My daughter and I have been watching this man patiently scrape and paint for days now, making his way around the house and standing precariously on the top rungs of his ladder, and yesterday, I happened to notice his shirt. It was a long sleeved tee advertising a new residence hall that had opened at my former place of employment just a few years ago, a residence hall known for its posh amenities and slightly higher cost for board.
The juxtapositions were hard to ignore. The oppressive heat, and the long sleeved shirt. The classy residence hall name plastered across his back, and the beat-up bicycle with its single water bottle parked in the driveway. I wondered where he'd gotten the shirt, knowing from my few conversations with him that he didn't speak much English, and suspecting that he probably didn't have children he was sending there, either, at least, not children who were living in that hall. The shirt and the job were both cast-offs, things that no one wanted. Things that he was grateful to have.
I thought about how this man was a strange combination of visible and invisible: visible because it's hard to ignore the day laborers at the convenience store, invisible because people see him as just another nameless worker, someone we look past, look through, someone who is reduced to a body part, a "hired hand."
Over the years, I worked with undocumented students at the university level. These students had made it through high school, had been accepted to a moderately competitive college. All of them were smart; some of them were downright brilliant. And having worked so hard to achieve their goals, they were faced with dreams deferred. With taking the cast-offs. They, too, often vanished after graduation, becoming invisible, because that was their only option.
On August 15, eligible undocumented immigrants can apply to receive a 2-year deferral on
deportation and a 2-year work authorization card. In order to be eligible, they must have come to the U.S. before the age of sixteen; have continuously resided here for at least five years; currently be in school, have graduated, or be honorably discharged; have not been convicted of a significant crime; and not be above the age of thirty. The provision would make it easier for some of my former students to pursue their dreams; I can think of one, for example, who recently reappeared on my Facebook feed, who wanted more than anything to be a teacher, and knew that pursuing her teaching degree was a fruitless effort because of her illegal status: she'd never be able to get a job.
At the same time, this Friday, the State of Arizona is due to respond to the currently blocked provision of a law that requires police to conduct immigration checks on people they stop, question or arrest whom they suspect are in the country illegally. Making Latinos more visible, on the one hand, susceptible to profiling, and invisible, on the other, erasing people's identities.

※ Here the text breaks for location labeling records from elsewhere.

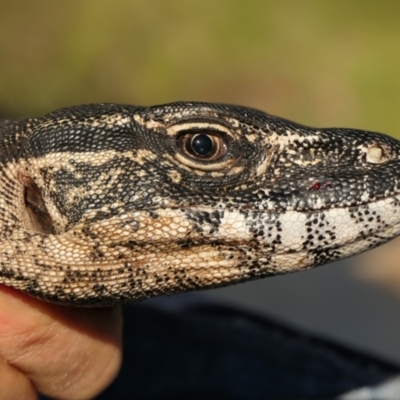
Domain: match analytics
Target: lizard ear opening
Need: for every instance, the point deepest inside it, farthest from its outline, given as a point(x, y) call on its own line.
point(37, 212)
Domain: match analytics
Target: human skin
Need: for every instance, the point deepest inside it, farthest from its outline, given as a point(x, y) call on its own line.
point(62, 352)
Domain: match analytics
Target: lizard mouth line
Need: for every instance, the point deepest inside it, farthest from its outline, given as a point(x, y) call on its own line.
point(292, 209)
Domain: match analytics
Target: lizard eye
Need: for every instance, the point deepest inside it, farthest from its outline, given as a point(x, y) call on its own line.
point(204, 146)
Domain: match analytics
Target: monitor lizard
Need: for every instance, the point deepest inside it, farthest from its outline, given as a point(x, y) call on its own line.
point(106, 204)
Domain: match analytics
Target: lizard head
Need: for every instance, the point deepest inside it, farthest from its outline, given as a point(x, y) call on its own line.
point(133, 202)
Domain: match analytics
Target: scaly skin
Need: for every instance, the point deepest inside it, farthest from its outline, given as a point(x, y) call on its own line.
point(107, 204)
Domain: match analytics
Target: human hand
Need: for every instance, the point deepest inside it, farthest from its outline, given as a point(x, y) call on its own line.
point(62, 352)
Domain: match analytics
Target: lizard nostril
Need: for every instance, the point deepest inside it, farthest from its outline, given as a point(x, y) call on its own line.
point(376, 155)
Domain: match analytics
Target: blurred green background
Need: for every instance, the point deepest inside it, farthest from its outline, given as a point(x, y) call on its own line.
point(322, 63)
point(318, 62)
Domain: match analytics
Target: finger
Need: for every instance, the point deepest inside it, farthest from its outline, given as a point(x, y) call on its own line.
point(71, 353)
point(14, 384)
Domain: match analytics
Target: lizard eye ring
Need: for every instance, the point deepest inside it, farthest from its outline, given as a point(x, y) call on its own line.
point(203, 145)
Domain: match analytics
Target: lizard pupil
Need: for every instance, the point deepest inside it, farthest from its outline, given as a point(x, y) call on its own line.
point(202, 145)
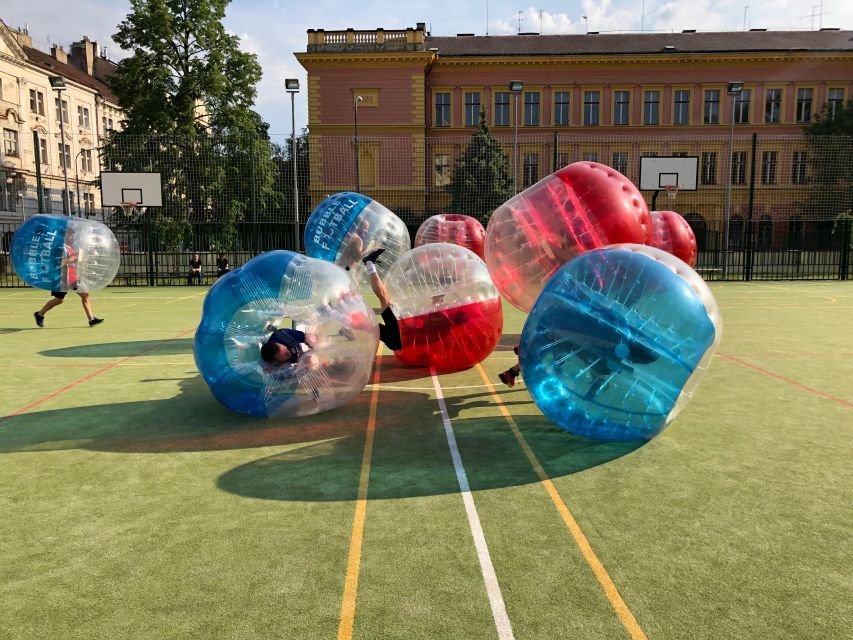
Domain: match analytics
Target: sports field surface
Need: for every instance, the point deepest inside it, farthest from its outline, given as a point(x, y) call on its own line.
point(133, 505)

I have been thinking about what the way we treat immigrants here, especially the way we treat undocumented immigrants, has in common with the way that women are treated, or the way disabled people are treated, or the way that other marginalized groups are treated in the U.S. On the one hand, they are too visible. Visible when it's convenient, when we need them to work, or when they're complaining too much, or when they're becoming a financial burden; invisible as long as they don't rock the boat, or when they are easier to ignore.
The man painting my neighbor's house is not invisible to me, or to my daughter, who watches him with rapt attention. We brought him some ice today, to let him know that we see him. I hope he understood.
Nonchiladas Verdes
I call these nonchiladas because we generally don't use chiles in sauce; my kids don't like it too spicy. But the cilantro and garlic impart lots of flavor, so we don't miss the spice. Now you see them, now you don't.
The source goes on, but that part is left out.